Walker shamelessly tortures the Due Process Clause and existing precedent. The Due Process Clause of the 14th Amendment provides that no "State [shall] deprive any person of life, liberty, or property, without due process of law." To determine whether a right is fundamental and therefore constitutionally protected, the court must inquire into whether the right is rooted "in our Nation's history, legal traditions, and practices." Washington v. Glucksberg, 521 US 702, 710 (1997). Under this standard, while the courts have repeatedly recognized traditional heterosexual marriage as a fundamental right, same-sex "marriage" has not. That is because same-sex "marriage" is clearly not a right, which by any means is rooted in "our Nation's history, legal traditions and practices." However for Walker, as for all activist judges, the Constitution and court precedent dare not constrict a creative jurist who is busy legislating from the bench. Employing raw verbal trickery, Walker by judicial fiat declares that what gays and lesbians are really seeking is "marriage," not gay marriage; therefore, according to his tortured logic, they are merely seeking an existing fundamental right protected by the Constitution.

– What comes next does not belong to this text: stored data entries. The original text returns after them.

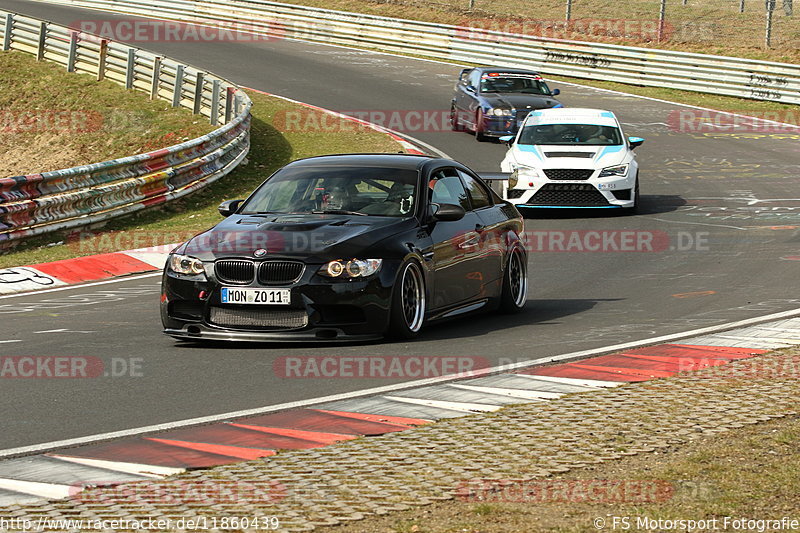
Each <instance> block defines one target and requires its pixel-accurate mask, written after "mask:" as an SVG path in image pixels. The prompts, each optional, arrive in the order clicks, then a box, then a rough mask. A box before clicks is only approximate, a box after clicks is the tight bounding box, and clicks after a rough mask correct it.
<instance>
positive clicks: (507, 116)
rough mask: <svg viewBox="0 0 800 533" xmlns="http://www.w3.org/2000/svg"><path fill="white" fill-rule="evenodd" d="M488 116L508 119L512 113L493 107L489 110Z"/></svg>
mask: <svg viewBox="0 0 800 533" xmlns="http://www.w3.org/2000/svg"><path fill="white" fill-rule="evenodd" d="M489 114H490V115H492V116H495V117H510V116H511V115H513V114H514V113H513V112H512V111H511V110H510V109H502V108H499V107H493V108H492V109H490V110H489Z"/></svg>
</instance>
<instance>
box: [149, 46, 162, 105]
mask: <svg viewBox="0 0 800 533" xmlns="http://www.w3.org/2000/svg"><path fill="white" fill-rule="evenodd" d="M160 85H161V57H160V56H156V57H155V59H153V79H152V80H151V82H150V99H151V100H155V99H156V98H158V88H159V86H160Z"/></svg>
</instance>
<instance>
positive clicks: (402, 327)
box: [386, 261, 426, 339]
mask: <svg viewBox="0 0 800 533" xmlns="http://www.w3.org/2000/svg"><path fill="white" fill-rule="evenodd" d="M425 309H426V306H425V277H424V276H423V275H422V269H421V268H420V266H419V263H417V262H416V261H409V262H407V263H405V264H404V265H403V266H402V267H401V268H400V274H399V275H398V276H397V282H396V283H395V287H394V291H393V294H392V311H391V314H390V318H389V328H388V330H387V331H386V334H387V336H388V337H391V338H395V339H413V338H414V337H416V336H417V335H418V334H419V331H420V330H421V329H422V324H423V323H424V322H425Z"/></svg>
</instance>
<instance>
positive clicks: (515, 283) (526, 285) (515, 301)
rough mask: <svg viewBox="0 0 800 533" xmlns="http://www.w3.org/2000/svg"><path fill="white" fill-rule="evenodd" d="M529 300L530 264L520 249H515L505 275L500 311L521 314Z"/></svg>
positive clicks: (500, 306)
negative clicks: (529, 281) (526, 301)
mask: <svg viewBox="0 0 800 533" xmlns="http://www.w3.org/2000/svg"><path fill="white" fill-rule="evenodd" d="M527 300H528V264H527V262H526V261H525V255H524V254H523V253H522V251H521V250H520V249H519V248H514V249H513V250H512V251H511V253H510V254H509V256H508V264H507V265H506V271H505V274H504V275H503V292H502V294H501V295H500V311H502V312H503V313H519V312H520V311H522V309H523V308H524V307H525V302H526V301H527Z"/></svg>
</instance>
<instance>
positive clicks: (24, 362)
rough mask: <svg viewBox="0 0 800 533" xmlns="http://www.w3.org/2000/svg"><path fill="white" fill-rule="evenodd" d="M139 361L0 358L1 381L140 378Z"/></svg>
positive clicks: (117, 359)
mask: <svg viewBox="0 0 800 533" xmlns="http://www.w3.org/2000/svg"><path fill="white" fill-rule="evenodd" d="M143 376H144V359H143V358H141V357H112V358H110V359H108V360H103V359H101V358H99V357H93V356H81V355H17V356H3V357H0V379H84V378H89V379H93V378H101V377H107V378H109V377H110V378H124V377H143Z"/></svg>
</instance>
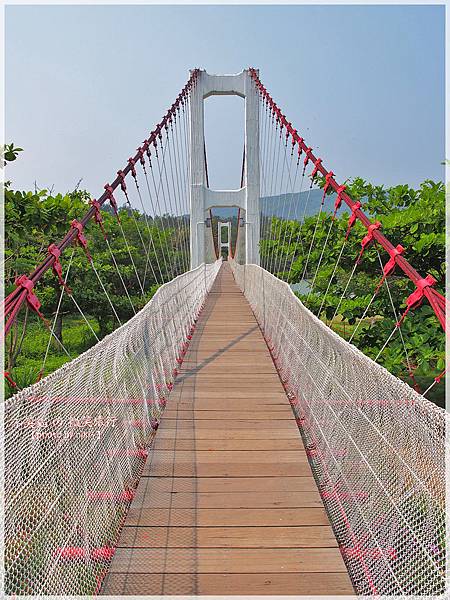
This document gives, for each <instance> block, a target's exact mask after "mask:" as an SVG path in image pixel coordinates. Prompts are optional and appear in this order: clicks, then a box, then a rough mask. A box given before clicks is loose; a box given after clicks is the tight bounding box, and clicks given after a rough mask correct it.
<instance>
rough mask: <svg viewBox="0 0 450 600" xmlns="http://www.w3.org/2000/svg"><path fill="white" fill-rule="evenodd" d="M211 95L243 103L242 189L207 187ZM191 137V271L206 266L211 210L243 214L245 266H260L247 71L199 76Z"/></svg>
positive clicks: (257, 175)
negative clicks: (244, 164) (250, 264)
mask: <svg viewBox="0 0 450 600" xmlns="http://www.w3.org/2000/svg"><path fill="white" fill-rule="evenodd" d="M214 95H235V96H241V97H242V98H244V99H245V137H244V141H245V171H244V187H242V188H240V189H237V190H212V189H211V188H209V187H207V185H206V171H205V156H204V147H205V146H204V144H205V131H204V100H205V99H206V98H208V97H209V96H214ZM190 137H191V139H190V151H191V157H190V160H191V164H190V167H191V168H190V205H191V216H190V219H191V269H195V268H196V267H198V266H199V265H201V264H202V263H203V262H205V256H206V254H205V221H206V216H207V211H209V209H210V208H212V207H214V206H228V207H231V206H234V207H237V208H241V209H242V210H243V211H245V212H244V214H245V262H246V263H247V264H257V265H259V193H260V192H259V104H258V92H257V90H256V87H255V85H254V83H253V80H252V78H251V75H250V71H249V70H247V69H246V70H244V71H242V72H241V73H238V74H236V75H210V74H209V73H206V71H200V72H199V74H198V77H197V81H196V84H195V87H194V89H193V90H192V91H191V136H190ZM209 231H211V230H209ZM209 235H211V233H209Z"/></svg>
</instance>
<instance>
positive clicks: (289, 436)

Walker also ignores well-established Equal Protection Clause precedent to meet his legal goals. After boldly announcing that all distinctions between men and women are magically erased, he concludes that "Proposition 8 cannot withstand any level of scrutiny under the Equal Protection Clause, as excluding same-sex couples from marriage is simply not rationally related to a legitimate state interest." What?
The Equal Protection Clause of the 14th Amendment provides that no state shall "deny to any person within its jurisdiction the equal protection of the laws." When a law creates a classification but neither targets a suspect class nor burdens a fundamental right, the court presumes the law is valid and will uphold it as long as it is rationally related to some legitimate government interest. See Heller v. Doe, 509 US 312, 319-320 (1993).
This is exactly what Proposition 8 did and therefore should have been presumed valid by Walker. Proposition 8 targets no suspect class. Sexual orientation is not a suspect class and has never been legally recognized as a suspect class, whereas race, ethnicity and religion have been. And creatively throwing "gender" discrimination into the mix does not magically transform man-woman only marriage into a suspect classification. Nor did California's constitutional amendment burden a fundamental right since, as discussed above, there is no fundamental right to same-sex "marriage." Finally, as is further discussed below, Proposition 8 is "rationally related" to the legitimate state interest of promoting marriage and protecting children for the common good.
Walker's opinion is a result looking for a rationale. However, the result, same-sex "marriage," finds no support in the facts or the law. The traditional family is the basic foundation for all healthy societies and is the best means by which we can safeguard our future by caring for the next generation. The undeniable fact remains that families with both moms and dads serve the common good of society. Notwithstanding Walker's desire to the contrary, it is a scientific fact that opposite sex couples are superior to same-sex couples when it comes to the commitments of marriage and family matters. As a Nation, we ignore this truth to our peril.
Dean R. Broyles is president and chief counsel for The Western Center for Law & Policy.